Using Fast5_to_seq_summary

In case you do not have access to a summary sequencing file, pycoQC comes with Fast5_to_seq_summary, a simple yet efficient tool to generate such file from a directory containing basecalled fast5 files.

User interface

Fast5_to_seq_summary was designed to be used either through a python Application programming interface (API) for Jupyter notebook or a command line interface (CLI).

Jupyter API

pycoQC API usage notebook

Shell CLI

pycoQC CLI usage notebook

Input files and options

The program can also attempt to extract additional information including the file path (include_path) corresponding to each read and the following fields:

mean_qscore_template
sequence_length_template
called_events
skip_prob
stay_prob
step_prob
strand_score
read_id
start_time
duration
start_mux
read_number
channel
channel_digitisation
channel_offset
channel_range
channel_sampling
run_id
sample_id
device_id
protocol_run
flow_cell
calibration_strand
calibration_strand
calibration_strand
calibration_strand
barcode_arrangement
barcode_full
barcode_score

If a field in not found or invalid it is simply ignored for the current fast5 file.

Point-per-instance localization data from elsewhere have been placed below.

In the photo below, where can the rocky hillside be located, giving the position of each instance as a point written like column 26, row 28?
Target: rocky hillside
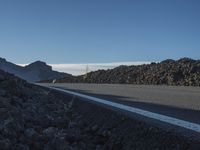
column 35, row 118
column 169, row 72
column 33, row 72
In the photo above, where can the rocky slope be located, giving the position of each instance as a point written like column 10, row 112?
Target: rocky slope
column 169, row 72
column 35, row 118
column 33, row 72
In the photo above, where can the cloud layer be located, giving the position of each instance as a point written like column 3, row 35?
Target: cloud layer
column 79, row 69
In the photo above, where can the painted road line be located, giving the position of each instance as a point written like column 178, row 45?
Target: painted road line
column 170, row 120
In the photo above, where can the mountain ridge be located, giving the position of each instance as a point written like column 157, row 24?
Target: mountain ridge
column 33, row 72
column 182, row 72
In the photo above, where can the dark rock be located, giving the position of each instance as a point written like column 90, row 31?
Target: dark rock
column 5, row 144
column 168, row 72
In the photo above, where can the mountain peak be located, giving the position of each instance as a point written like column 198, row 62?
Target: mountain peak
column 38, row 65
column 2, row 60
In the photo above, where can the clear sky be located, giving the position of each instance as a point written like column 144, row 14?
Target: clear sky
column 98, row 31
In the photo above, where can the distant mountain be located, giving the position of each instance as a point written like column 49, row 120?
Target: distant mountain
column 33, row 72
column 184, row 72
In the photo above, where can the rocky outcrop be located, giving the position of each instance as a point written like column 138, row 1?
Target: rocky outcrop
column 33, row 72
column 184, row 72
column 35, row 118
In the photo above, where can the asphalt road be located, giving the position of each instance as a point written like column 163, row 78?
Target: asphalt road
column 179, row 102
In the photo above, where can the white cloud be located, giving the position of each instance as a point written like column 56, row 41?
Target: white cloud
column 79, row 69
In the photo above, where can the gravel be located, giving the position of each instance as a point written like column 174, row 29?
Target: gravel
column 33, row 118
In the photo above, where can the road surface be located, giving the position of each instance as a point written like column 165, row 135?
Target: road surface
column 178, row 102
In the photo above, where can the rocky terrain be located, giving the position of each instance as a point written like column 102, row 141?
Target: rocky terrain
column 33, row 72
column 183, row 72
column 35, row 118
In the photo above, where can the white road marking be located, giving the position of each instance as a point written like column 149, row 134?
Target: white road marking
column 170, row 120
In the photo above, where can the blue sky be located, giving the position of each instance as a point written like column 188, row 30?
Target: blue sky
column 98, row 31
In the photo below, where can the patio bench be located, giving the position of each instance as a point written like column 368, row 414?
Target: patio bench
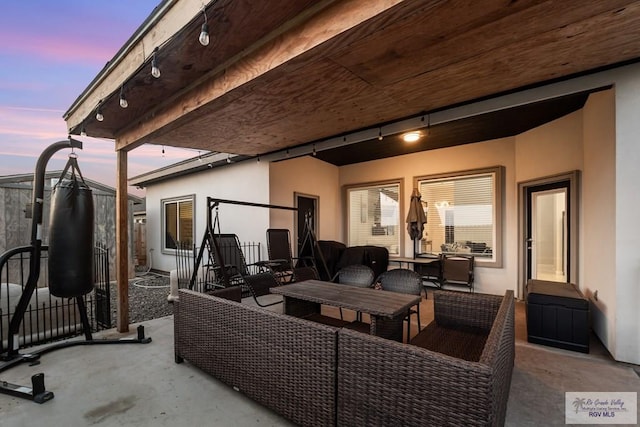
column 456, row 372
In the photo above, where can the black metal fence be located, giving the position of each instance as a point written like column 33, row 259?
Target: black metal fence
column 49, row 318
column 186, row 254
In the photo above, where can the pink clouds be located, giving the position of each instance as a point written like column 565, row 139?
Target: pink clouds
column 58, row 48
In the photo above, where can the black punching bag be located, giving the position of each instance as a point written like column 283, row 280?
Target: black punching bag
column 71, row 236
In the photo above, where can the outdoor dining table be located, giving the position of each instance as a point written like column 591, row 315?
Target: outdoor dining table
column 386, row 309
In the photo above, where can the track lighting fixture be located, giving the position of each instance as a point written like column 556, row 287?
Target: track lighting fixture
column 155, row 70
column 123, row 101
column 204, row 32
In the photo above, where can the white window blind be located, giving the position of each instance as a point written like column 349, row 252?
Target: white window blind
column 461, row 213
column 374, row 216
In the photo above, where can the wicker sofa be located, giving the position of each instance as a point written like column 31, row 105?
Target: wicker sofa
column 382, row 382
column 283, row 362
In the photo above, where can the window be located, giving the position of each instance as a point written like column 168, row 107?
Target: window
column 374, row 216
column 464, row 213
column 178, row 222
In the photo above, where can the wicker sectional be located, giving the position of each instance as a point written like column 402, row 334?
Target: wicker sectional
column 318, row 375
column 283, row 362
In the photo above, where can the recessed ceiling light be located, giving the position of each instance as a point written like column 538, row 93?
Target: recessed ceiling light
column 411, row 136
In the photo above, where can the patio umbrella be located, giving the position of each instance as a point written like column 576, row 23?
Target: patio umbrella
column 416, row 218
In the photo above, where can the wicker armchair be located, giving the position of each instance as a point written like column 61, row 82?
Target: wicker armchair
column 383, row 382
column 407, row 282
column 260, row 285
column 458, row 270
column 301, row 274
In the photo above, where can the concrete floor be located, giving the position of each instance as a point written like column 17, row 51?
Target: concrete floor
column 139, row 384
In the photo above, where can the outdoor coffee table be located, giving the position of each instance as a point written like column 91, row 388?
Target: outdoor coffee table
column 386, row 309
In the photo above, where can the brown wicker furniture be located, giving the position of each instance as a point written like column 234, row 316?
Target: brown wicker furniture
column 283, row 362
column 387, row 309
column 381, row 382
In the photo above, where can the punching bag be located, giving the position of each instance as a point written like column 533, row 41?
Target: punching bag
column 71, row 235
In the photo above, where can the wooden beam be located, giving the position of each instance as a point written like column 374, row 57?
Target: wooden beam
column 285, row 48
column 122, row 241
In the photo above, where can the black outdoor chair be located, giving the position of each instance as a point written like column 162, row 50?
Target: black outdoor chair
column 281, row 262
column 432, row 272
column 407, row 282
column 301, row 274
column 259, row 285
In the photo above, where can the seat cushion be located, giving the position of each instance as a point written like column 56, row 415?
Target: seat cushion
column 460, row 342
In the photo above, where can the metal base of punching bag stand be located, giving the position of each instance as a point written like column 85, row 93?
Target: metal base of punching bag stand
column 37, row 392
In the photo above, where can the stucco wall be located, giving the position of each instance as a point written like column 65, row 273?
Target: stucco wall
column 598, row 248
column 627, row 207
column 248, row 181
column 312, row 177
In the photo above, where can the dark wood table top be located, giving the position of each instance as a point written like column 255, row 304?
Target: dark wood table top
column 416, row 260
column 366, row 300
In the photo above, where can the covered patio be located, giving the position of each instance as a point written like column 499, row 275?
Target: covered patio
column 287, row 79
column 143, row 386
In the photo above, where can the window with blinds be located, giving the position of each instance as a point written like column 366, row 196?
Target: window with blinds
column 178, row 222
column 463, row 213
column 374, row 216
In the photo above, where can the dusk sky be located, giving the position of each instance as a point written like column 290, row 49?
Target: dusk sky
column 49, row 53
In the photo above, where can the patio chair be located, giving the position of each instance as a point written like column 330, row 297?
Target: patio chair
column 354, row 275
column 281, row 262
column 432, row 272
column 457, row 270
column 404, row 281
column 259, row 285
column 301, row 274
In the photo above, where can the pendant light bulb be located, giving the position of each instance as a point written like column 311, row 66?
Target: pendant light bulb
column 155, row 70
column 204, row 35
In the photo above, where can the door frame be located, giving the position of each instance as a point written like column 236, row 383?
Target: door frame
column 316, row 222
column 572, row 223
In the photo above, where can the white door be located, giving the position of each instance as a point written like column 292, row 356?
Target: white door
column 549, row 235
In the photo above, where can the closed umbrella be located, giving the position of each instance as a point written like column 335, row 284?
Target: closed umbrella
column 416, row 219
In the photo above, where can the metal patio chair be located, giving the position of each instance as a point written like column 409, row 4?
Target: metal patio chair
column 404, row 281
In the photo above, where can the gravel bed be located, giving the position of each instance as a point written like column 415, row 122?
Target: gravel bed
column 147, row 298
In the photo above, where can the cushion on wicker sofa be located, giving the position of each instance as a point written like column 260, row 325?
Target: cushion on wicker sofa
column 283, row 362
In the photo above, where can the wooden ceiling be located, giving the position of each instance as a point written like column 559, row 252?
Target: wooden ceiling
column 282, row 73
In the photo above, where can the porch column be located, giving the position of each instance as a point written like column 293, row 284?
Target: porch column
column 122, row 240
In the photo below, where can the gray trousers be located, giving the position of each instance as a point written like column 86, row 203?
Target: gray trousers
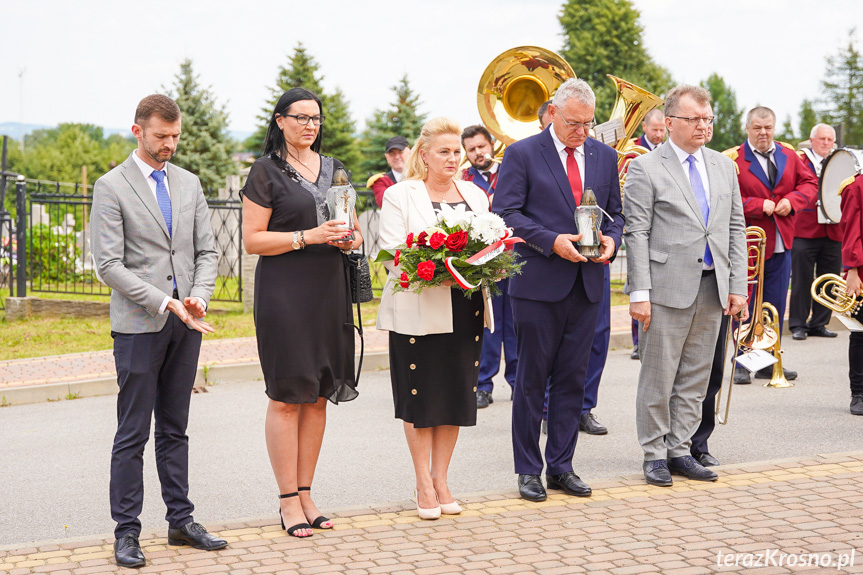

Multiprocessing is supported to speed up the data extraction.

If generated with the minimal default fields, the file is compatible with pycoQC.

Input files

Fast5_to_seq_summary requires a directory containing FAST5 file basecalled with Albacore or Guppy.

At the moment multi-fast5 files generated by Guppy are not supported.

Example files

pycoQC repository contains a small number of example fast5 files that can be use to test Fast5_to_seq_summary.

docs/demo/data/fast5